Appeal judges pour cold water on claim that fire service was liable in damages for failing to extinguish blaze
The owner of a farmhouse destroyed by a fire who claimed that the fire service failed to properly extinguish the blaze has had an action for damages dismissed.
The pursuers argued that the fire brigade was liable in damages because the fire re-ignited after it had apparently been extinguished, but judges in the Inner House of the Court of Session ruled that the case, as pled, was “irrelevant” and should be dismissed.
Lady Paton, Lady Dorrian and Lord Drummond Young heard that the first pursuer AJ Allan (Blairnyle) Limited sought to recover damages on the basis of alleged negligence on the part of the defenders Strathclyde Fire Board.

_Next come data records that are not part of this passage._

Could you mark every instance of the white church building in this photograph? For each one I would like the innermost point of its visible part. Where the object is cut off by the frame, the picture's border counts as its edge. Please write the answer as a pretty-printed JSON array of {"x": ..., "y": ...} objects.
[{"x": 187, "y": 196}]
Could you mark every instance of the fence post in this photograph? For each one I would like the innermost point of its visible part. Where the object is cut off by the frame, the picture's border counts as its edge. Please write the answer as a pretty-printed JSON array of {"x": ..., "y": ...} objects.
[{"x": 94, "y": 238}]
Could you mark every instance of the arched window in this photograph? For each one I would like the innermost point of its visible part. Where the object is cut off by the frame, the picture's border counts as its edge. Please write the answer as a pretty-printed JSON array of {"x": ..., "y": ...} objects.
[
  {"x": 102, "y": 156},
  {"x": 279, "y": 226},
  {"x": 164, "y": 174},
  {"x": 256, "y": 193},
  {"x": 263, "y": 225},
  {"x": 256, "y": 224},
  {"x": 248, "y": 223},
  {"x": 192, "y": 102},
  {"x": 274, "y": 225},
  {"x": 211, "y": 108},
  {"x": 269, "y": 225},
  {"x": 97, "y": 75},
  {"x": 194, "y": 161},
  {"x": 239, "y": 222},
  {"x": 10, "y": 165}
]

The court was told that the first pursuer owned a farmhouse at Gartocharn, Alexandria, Dunbartonshire and the second pursuer, a director of the company, lived in a caravan but used the farmhouse kitchen.
On 31 October 2008, there was a fire involving the Rayburn stove in the kitchen and a chimney. The second pursuer called the fire brigade.
Firefighters arrived at the scene and after apparently extinguishing the blaze they left at about 3pm.
Subsequently however, in the early hours of the following morning the fire re‑ignited and the farmhouse burned down.
The pursuers averred that the fire re-ignited as a result of smouldering rotten timbers in the roof space.
It was averred that once the fire appeared to be extinguished, the fire fighters should have used a thermal imaging camera to locate any questionable areas.
Further, it was averred that the fire fighters should have maintained a regular check on the farmhouse to make sure that the fire was truly extinguished.
In September 2014, Lord Brailsford allowed a proof before answer, although the interlocutor of that date repelled the defenders’ preliminary pleas, prompting the defenders to lodge an appeal.
Senior counsel for the defenders submitted that while the fire service owed a duty of care to the public at large, including the pursuers, the scope of that duty was “restricted”, in that it was “a duty to take reasonable care not to make things worse”, in other words not to inflict a fresh injury.
As the fire service were not liable in damages if they failed to attend a fire, it would be “unprincipled” to suggest that a fire service which attended and sought to extinguish a fire could be liable in damages.
Counsel for the pursuers submitted that their case was based on ordinary principles of common law negligence, and was of the type described by Lord Hoffmann in the 2004 English case of Gorringe v Calderdale Metropolitan Borough Council, namely a case where the fire service had “actually done acts or entered into relationships or undertaken responsibilities which rise to a common law duty of care”.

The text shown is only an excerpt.